Gericht OVG Berlin-Brandenburg 9. Senat Entscheidungsdatum 07.10.2015
Aktenzeichen OVG 9 N 199.13 ECLI
Dokumententyp Beschluss Verfahrensgang -
Normen § 93 VwGO, § 124 VwGO, § 124a VwGO, § 1 GUVG BB, § 2 GUVG BB, § 2a GUVG BB, § 80 WasG BB

Tenor

1. Soweit das Verfahren die Gewässerunterhaltungsumlage für das Jahr 2009 betrifft, wird es abgetrennt und unter dem Aktenzeichen OVG 9 N 62.15 fortgeführt.

Insoweit wird der Antrag der Klägerin auf Zulassung der Berufung gegen das Urteil des Verwaltungsgerichts Cottbus vom 10. September 2013 abgelehnt.

Die Kosten des Zulassungsverfahrens insoweit trägt die Klägerin; die außergerichtlichen Kosten des Beigeladenen sind nicht erstattungsfähig.

Der Streitwert wird für die zweite Rechtsstufe auf 56,08 Euro festgesetzt.

2. Soweit das Verfahren die Gewässerunterhaltungsumlage für das Jahr 2010 betrifft, wird auf den Antrag des Beklagten die Berufung gegen das Urteil des Verwaltungsgerichts vom 10. September 2013 zugelassen. Die Kostenentscheidung insoweit bleibt dem Berufungsverfahren vorbehalten.

Gründe

I.

Der Beklagte zog die Klägerin mit Bescheid vom 23. Februar 2011 in Gestalt des Widerspruchsbescheides vom 24. Mai 2011 für die Jahre 2009 und 2010 jeweils zu einer Gewässerunterhaltungsumlage von 56,08 Euro heran. Mit Urteil vom 10. September 2013 hat das Verwaltungsgericht die Klage in Bezug auf 2009 abgewiesen, ihr in Bezug auf 2010 stattgegeben. Das Urteil ist der Klägerin und dem Beklagten jeweils am 8. November 2013 zugegangen. Die Klägerin hat am 28. November 2013 die Zulassung der Berufung hinsichtlich der Klageabweisung in Bezug auf 2009 beantragt und ihren Zulassungsantrag erstmals am 8. Januar 2014 begründet. Der Beklagte hat am 25. November 2013 die Zulassung der Berufung hinsichtlich der Klagestattgabe in Bezug auf 2010 beantragt und seinen Zulassungsantrag erstmals am 7. Januar 2014 begründet.

II.

1. Das Verfahren wird gemäß § 93 Satz 1 VwGO aus Gründen der Übersichtlichkeit hinsichtlich des Veranlagungsjahres 2009 abgetrennt.

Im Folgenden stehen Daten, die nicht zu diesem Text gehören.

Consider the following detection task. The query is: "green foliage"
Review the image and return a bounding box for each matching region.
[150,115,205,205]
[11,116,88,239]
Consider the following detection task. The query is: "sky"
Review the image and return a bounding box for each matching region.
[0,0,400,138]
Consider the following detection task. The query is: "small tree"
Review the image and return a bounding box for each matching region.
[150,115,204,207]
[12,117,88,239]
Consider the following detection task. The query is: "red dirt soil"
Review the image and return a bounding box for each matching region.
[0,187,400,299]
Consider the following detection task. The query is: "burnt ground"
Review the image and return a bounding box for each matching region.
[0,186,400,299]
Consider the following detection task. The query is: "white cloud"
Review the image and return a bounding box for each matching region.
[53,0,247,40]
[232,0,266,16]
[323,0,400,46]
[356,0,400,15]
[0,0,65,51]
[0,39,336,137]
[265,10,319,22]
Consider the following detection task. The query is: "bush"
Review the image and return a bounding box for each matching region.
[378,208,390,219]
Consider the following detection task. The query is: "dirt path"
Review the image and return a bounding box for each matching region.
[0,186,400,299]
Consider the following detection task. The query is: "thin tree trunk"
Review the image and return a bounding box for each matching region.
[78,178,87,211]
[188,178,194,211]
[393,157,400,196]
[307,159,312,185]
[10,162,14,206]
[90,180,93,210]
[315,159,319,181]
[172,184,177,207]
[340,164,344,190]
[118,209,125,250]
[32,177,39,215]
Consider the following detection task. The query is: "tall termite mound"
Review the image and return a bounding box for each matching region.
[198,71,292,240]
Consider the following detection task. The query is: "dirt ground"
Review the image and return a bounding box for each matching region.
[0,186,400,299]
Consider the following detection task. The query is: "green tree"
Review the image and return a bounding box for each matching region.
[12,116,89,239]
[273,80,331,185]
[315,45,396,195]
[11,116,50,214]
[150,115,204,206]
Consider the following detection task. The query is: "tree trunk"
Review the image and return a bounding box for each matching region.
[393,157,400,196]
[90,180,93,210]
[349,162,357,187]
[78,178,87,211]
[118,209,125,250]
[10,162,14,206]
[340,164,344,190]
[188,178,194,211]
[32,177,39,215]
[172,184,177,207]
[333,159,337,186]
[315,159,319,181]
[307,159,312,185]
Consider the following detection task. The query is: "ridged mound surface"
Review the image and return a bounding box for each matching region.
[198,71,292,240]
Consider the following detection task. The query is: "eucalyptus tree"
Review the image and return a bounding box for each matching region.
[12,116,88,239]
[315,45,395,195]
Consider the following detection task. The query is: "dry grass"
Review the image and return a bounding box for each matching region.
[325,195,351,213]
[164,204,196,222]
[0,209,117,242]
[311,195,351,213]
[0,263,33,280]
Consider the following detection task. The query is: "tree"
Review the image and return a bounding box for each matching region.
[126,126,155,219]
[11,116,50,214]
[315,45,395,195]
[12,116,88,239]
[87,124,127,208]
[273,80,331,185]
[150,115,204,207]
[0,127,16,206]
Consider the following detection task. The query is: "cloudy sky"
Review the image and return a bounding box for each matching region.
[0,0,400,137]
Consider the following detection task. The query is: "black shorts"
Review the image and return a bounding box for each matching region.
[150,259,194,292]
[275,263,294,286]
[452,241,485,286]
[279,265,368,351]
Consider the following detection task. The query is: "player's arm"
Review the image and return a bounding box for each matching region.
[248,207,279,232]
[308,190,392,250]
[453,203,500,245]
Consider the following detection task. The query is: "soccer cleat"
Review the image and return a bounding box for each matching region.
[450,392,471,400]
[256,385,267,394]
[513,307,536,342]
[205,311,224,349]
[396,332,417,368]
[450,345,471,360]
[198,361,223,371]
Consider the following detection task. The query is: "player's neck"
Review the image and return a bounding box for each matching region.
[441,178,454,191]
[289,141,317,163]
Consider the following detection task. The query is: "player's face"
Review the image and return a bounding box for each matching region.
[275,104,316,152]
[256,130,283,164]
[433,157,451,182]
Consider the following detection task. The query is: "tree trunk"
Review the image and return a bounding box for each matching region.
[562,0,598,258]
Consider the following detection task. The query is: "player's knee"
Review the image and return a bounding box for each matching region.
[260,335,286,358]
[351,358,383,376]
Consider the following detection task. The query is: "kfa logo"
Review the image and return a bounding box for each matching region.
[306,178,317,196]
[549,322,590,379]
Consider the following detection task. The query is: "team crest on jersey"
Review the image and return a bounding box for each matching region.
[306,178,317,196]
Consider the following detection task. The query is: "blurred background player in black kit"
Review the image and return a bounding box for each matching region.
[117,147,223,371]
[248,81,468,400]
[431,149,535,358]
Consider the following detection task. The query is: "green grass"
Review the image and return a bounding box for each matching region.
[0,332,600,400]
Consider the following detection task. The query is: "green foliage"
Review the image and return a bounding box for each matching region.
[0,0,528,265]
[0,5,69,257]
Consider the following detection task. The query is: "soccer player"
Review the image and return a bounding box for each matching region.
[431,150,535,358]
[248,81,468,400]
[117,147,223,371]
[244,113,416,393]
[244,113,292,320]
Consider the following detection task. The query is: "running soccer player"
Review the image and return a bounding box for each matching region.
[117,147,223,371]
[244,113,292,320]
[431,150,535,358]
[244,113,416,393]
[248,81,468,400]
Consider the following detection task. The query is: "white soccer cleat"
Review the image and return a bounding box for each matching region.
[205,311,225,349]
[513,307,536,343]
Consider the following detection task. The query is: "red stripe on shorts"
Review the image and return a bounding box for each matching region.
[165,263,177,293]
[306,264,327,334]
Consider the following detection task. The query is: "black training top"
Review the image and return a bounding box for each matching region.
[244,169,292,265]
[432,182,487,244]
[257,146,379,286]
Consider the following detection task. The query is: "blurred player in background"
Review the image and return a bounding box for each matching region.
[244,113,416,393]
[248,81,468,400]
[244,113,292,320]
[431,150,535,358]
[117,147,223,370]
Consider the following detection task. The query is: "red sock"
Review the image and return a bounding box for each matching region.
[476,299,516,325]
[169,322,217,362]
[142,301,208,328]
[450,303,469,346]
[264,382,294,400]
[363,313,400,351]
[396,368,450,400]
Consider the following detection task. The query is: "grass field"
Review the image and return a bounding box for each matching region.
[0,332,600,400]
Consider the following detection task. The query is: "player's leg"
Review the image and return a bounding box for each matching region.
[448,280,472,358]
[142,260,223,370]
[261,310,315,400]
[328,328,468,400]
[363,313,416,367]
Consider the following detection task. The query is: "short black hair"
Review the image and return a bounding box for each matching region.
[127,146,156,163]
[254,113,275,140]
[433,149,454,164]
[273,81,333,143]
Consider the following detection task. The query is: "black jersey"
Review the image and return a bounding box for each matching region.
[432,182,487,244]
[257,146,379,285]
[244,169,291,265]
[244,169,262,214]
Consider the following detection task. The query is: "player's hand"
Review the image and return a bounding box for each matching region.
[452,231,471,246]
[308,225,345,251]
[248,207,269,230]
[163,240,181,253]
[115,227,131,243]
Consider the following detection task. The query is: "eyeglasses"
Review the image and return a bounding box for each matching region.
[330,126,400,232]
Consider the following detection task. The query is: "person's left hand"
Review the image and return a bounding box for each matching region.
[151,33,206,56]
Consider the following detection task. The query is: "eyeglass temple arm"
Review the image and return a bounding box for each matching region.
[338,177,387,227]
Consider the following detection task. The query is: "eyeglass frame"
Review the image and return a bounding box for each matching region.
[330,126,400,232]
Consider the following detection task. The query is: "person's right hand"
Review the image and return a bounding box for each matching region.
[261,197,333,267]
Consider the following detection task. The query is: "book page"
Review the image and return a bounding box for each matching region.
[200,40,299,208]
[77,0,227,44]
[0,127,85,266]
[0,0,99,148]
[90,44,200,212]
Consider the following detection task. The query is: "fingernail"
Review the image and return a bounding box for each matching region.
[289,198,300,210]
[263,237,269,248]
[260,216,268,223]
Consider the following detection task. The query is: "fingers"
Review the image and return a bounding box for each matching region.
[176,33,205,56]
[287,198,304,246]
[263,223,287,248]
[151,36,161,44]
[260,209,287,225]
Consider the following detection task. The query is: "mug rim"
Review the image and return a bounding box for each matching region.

2. Der hinsichtlich der Klageabweisung in Bezug auf das Veranlagungsjahr 2009 gestellte Berufungszulassungsantrag der Klägerin hat keinen Erfolg. Wird die Berufung nicht in dem Urteil des Verwaltungsgerichts zugelassen, so ist die Zulassung innerhalb eines Monats nach Zustellung des vollständigen Urteils zu beantragen (§ 124a Abs. 4 Satz 1 VwGO). Innerhalb von zwei Monaten nach Zustellung des vollständigen Urteils sind die Gründe darzulegen, aus denen die Berufung zuzulassen ist (§ 124a Abs. 4 Satz 4 VwGO). Die Berufung ist nur zuzulassen, wenn einer der Gründe des § 124 Abs. 2 VwGO dargelegt ist und vorliegt (§ 124a Abs. 5 Satz 2 VwGO).

Danach ist die Berufung hinsichtlich des Veranlagungsjahres 2009 nicht zuzulassen.

a) Die fristgerechten Darlegungen der Klägerin wecken keine ernstlichen Zweifel an der Richtigkeit des Urteils (§ 124 Abs. 2 Nr. 1 VwGO) hinsichtlich der Klageabweisung für das Veranlagungsjahr 2009. Die Klägerin hat keinen tragenden Rechtssatz und auch keine erhebliche Tatsachenfeststellung schlüssig angegriffen.

aa) Die Klägerin macht im Wege der Durchgriffsrüge geltend, die Erhebung der Gewässerunterhaltungsumlage für 2009 sei rechtswidrig, weil bereits die Festlegung des Gewässerunterhaltungsbeitrages für 2009 auf Verbandsebene wegen einer seit dem 1. Januar 2009 gesetzeswidrigen Satzungsregelung zu den Verbandsmitgliedern und deren Stimmrechten rechtswidrig sei. Das greift nicht. Zwar hat sich der Mitgliederbestand der Wasser- und Bodenverbände im Land Brandenburg mit Wirkung vom 1. Januar 2009 dahin geändert, dass vorher vorgesehene Mitgliedschaften von Grundstückseigentümern grundsteuerbefreiter Grundstücke weitgehend entfallen sind (vgl. Art. 2 Nr. 2, Art. 7 Abs. 3 des Gesetzes zur Änderung wasserrechtlicher Vorschriften vom 23. April 2008, GVBl. I. S. 62, 90). Entgegenstehende Satzungsvorschriften sind insoweit nichtig geworden. Das hat aber nicht zur Unwirksamkeit der Verbandssatzungen insgesamt geführt. Außerdem hat es nicht per se Auswirkungen auf einen - wie hier - schon im Jahr 2008 beschlossenen Verbandsbeitrag für 2009 gehabt.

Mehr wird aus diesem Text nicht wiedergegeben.